Role of Pickering stabilization and bulk gelation for the preparation and properties of solid silica foams.

Foaming of particulate suspensions, followed by foam drying, is developed as an efficient method for production of highly porous materials with various applications. A key factor for success is the appropriate choice of surfactants which both modify the particle surface and stabilize the foam. Here we compare the efficiency of this method for silica suspensions containing two surfactants which lead to very different types of foam stabilization. Cationic TTAB leads to particle-stabilized foams (Pickering stabilization) whereas zwitterionic CAPB - to surfactant-stabilized foams. Thus we determined the general (common) features shared between the various surfactant systems: (1) The foaminess is controlled exclusively by the suspension viscosity under shearing conditions which mimic precisely the foaming process; (2) The foam stability to drainage and coarsening is controlled exclusively by the suspension yield stress; (3) The surfactant adsorption on the particle surface should occur in the time scale of seconds to minutes, thus ensuring appropriate rheological properties of the foaming suspension. Similar kinetic effects could be of high interest to other colloid systems and processes, e.g. for kinetic control of the internal structure and properties of aerogels produced from sheared suspensions, and for control of the transient rheological properties and non-Newtonian flow of particulate gels.

Factors controlling the formation and stability of foams used as precursors of porous materials.

The remarkable stability of particle-stabilized foams and the opportunity to use them for production of novel porous materials have been attracting the researchers' attention in the recent years. The major aim of the current study is to clarify the factors, controlling the foamability and stability of foams, formed from concentrated silica suspensions in the presence of the amphoteric surfactant CAPB. The experiments showed that: (1) two regions can be defined with respect to suspension foaminess: Region 1 - good foaming and Region 2 - strongly suppressed foaming.

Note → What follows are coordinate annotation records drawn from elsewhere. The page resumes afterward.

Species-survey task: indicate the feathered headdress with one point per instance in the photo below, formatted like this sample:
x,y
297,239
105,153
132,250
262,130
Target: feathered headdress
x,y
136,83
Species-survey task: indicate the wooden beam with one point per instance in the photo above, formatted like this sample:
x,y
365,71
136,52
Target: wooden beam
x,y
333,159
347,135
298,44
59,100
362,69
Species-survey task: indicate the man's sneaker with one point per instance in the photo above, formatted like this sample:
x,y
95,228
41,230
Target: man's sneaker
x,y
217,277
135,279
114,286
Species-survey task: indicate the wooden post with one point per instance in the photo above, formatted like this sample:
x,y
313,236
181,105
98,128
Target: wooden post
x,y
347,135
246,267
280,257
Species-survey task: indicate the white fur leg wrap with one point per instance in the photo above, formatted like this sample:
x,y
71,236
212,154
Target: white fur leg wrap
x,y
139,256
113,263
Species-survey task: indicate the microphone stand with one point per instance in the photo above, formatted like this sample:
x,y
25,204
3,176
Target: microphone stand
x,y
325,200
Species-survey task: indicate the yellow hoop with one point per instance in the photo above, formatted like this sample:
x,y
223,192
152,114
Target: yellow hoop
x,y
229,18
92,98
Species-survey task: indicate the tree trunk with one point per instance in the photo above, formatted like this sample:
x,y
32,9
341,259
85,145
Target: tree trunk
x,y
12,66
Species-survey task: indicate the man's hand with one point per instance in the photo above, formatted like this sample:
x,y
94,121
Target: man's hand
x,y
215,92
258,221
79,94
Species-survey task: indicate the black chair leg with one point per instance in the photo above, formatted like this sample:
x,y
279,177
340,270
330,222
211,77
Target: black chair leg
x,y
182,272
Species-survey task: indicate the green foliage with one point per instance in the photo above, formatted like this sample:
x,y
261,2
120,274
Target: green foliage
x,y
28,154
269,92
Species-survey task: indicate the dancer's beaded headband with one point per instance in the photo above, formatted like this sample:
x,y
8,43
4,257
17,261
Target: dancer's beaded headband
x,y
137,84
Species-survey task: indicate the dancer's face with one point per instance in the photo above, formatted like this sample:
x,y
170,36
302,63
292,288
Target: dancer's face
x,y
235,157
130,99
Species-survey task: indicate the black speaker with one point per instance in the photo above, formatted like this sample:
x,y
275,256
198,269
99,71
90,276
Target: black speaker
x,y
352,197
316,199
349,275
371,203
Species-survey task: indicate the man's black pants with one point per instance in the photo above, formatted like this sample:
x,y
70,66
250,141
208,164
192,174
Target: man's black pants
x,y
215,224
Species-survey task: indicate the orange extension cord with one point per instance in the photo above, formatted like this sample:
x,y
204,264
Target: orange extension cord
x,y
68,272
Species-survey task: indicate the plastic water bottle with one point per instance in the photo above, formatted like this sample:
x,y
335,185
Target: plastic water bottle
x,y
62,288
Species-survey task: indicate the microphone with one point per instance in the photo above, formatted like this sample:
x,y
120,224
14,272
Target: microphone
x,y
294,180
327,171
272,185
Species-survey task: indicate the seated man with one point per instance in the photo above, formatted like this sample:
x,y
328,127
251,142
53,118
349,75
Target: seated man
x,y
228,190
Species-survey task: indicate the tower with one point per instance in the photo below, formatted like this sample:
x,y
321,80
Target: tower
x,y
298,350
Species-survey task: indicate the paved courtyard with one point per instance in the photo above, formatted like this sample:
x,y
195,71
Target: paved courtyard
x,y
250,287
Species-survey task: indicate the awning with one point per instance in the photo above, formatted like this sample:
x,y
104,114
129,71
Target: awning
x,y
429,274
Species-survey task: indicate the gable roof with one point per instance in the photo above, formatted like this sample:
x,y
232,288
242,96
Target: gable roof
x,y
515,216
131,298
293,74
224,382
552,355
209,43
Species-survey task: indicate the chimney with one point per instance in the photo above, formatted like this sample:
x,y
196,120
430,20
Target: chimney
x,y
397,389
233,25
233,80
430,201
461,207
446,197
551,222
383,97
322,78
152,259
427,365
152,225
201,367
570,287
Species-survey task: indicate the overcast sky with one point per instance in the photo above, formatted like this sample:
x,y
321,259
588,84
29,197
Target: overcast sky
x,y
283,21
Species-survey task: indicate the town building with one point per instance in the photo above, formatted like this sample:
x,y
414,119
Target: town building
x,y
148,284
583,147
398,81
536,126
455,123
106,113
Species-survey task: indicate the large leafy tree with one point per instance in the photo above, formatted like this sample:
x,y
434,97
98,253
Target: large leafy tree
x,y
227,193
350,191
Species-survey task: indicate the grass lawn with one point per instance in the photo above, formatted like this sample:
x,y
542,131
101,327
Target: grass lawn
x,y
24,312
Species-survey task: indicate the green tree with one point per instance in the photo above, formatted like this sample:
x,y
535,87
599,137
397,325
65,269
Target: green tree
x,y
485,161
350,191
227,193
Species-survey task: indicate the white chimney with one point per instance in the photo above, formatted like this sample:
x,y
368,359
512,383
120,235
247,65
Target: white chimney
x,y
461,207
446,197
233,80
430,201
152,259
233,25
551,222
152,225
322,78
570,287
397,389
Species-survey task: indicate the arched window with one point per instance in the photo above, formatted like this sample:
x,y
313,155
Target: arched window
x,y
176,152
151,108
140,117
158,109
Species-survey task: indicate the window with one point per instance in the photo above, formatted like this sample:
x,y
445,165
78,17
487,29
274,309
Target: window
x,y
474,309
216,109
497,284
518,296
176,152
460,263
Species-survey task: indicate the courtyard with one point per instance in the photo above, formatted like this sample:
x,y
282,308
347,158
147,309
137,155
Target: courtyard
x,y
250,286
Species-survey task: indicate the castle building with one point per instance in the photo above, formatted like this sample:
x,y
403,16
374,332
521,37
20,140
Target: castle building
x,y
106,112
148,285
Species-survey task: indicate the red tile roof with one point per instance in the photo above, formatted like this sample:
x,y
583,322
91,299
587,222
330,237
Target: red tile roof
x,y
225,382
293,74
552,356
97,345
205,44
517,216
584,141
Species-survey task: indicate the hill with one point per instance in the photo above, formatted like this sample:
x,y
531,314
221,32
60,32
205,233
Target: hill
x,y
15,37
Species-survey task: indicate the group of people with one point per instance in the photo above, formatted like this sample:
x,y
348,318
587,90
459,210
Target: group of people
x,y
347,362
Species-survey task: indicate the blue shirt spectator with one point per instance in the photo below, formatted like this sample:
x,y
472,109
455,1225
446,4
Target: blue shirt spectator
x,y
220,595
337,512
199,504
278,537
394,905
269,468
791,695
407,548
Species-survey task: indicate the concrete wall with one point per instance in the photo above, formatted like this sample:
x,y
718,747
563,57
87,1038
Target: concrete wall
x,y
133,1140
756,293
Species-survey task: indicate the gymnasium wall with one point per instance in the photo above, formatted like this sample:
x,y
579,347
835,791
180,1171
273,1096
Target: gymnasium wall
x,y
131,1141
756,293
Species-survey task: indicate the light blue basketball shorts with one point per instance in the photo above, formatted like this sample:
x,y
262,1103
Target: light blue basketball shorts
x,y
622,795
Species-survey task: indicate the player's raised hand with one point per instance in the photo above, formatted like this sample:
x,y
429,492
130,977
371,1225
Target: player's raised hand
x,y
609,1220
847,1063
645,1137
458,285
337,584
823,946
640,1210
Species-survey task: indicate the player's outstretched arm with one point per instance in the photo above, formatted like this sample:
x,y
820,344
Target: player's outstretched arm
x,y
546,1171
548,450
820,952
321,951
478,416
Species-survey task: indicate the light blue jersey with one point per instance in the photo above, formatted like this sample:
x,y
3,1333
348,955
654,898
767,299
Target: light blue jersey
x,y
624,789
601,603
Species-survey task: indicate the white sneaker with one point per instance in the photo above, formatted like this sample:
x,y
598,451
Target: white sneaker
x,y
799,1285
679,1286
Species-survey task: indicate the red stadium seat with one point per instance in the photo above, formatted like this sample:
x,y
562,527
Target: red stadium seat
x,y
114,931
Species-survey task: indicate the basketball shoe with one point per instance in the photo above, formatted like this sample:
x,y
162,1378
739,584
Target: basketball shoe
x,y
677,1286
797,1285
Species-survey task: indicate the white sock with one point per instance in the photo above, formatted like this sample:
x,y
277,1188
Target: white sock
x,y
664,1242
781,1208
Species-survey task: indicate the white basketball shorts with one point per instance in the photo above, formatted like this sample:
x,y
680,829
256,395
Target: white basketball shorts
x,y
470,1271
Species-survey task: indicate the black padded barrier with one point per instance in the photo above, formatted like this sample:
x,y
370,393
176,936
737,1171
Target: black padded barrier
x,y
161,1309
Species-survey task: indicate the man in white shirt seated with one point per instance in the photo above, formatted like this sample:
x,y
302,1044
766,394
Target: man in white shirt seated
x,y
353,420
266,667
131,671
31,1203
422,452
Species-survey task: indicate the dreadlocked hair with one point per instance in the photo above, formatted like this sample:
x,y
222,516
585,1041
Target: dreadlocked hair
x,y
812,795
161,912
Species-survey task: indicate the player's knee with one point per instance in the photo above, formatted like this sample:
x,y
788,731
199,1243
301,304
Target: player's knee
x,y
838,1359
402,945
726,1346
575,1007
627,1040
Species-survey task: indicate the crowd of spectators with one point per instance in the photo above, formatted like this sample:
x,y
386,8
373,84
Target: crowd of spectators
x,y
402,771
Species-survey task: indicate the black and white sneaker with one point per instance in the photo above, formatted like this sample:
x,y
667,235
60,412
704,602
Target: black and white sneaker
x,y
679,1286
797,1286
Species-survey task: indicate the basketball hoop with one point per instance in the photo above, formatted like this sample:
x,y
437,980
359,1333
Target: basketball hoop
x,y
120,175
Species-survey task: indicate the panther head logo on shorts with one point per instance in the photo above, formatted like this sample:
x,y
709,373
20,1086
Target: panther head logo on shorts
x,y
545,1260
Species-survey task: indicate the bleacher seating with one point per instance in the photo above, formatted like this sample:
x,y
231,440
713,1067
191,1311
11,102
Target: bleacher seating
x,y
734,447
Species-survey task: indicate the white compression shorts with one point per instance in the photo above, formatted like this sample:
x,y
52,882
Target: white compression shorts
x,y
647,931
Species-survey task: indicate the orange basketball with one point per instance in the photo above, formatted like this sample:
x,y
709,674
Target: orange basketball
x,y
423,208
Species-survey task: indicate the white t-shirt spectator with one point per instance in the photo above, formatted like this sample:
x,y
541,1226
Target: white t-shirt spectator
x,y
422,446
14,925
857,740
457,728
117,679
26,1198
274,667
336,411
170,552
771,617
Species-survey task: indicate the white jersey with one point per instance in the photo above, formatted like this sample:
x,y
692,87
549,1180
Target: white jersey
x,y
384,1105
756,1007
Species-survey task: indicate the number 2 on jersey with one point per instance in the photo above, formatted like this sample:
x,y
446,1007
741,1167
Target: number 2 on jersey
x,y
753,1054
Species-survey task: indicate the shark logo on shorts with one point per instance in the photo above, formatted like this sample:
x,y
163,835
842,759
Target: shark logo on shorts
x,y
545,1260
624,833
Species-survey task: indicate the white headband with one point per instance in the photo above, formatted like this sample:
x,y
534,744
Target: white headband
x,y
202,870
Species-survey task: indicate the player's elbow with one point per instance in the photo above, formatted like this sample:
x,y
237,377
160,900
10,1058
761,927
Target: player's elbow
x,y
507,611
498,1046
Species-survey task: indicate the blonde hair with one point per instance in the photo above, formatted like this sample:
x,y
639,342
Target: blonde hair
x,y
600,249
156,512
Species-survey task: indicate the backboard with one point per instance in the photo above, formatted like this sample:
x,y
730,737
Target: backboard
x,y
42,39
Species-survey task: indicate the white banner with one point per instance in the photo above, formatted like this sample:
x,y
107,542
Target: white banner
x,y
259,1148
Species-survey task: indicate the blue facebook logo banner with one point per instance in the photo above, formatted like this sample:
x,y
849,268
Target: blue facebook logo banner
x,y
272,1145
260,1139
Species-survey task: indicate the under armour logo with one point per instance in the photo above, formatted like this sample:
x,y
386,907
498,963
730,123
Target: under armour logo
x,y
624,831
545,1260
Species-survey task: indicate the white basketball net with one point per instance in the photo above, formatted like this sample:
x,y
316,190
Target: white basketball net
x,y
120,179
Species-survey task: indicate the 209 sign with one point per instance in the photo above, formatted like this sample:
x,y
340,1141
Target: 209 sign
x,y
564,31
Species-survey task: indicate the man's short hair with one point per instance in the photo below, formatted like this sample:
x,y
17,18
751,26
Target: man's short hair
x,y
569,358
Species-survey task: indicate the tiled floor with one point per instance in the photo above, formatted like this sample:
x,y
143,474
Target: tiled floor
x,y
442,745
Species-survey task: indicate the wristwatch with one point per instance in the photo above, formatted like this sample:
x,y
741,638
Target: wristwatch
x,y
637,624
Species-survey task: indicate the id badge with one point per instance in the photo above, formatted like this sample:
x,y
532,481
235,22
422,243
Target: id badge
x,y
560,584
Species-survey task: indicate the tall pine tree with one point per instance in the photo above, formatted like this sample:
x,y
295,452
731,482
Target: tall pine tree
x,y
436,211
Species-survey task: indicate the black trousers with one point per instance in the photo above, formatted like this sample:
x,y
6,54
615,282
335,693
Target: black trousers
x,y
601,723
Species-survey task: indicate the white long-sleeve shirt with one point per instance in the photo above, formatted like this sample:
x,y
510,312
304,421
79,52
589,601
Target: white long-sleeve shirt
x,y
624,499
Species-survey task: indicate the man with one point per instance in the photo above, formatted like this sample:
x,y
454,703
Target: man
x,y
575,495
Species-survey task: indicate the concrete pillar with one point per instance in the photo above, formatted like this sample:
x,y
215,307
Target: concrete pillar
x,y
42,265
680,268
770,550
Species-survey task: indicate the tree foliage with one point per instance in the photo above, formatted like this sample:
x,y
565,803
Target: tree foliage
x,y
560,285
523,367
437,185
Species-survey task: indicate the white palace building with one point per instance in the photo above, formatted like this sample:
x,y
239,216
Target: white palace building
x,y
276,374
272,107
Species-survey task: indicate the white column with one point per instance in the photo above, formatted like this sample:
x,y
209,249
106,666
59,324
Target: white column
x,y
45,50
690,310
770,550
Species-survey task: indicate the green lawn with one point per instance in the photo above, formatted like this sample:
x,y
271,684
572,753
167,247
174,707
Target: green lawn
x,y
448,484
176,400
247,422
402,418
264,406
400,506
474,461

The foam volume decreased linearly with the increase of suspension viscosity, so that Region 2 appears as a result of the excessively high suspension viscosity. (2) Based on foam stability four sub-regions were observed in Region 1: region 1S - stable foams, which can be dried to form stable porous materials; 1UD - foams which are unstable with respect to water drainage and collapse upon drying; 1UC - foams which are stable to drainage, but are unstable to drying, due to crack formation; 1UF - unstable foams which completely fall apart upon drying. (3) Foams in Regions 1S and 1UC had yield stress above 10 Pa which prevented liquid drainage, while foams from Region 1UD drained because of their lower yield stress. (4) The particles in the foams assembled in a 3D network in the Plateau channels and the nodes, while surfactant stabilized the foam films between the bubbles. These results define the conditions, appropriate for formation of stable, highly porous silica materials with low mass density, which can be further modified (sintered, impregnated, hydrophobized, etc.) to serve as catalyst supports, porous filters, insulating materials, etc.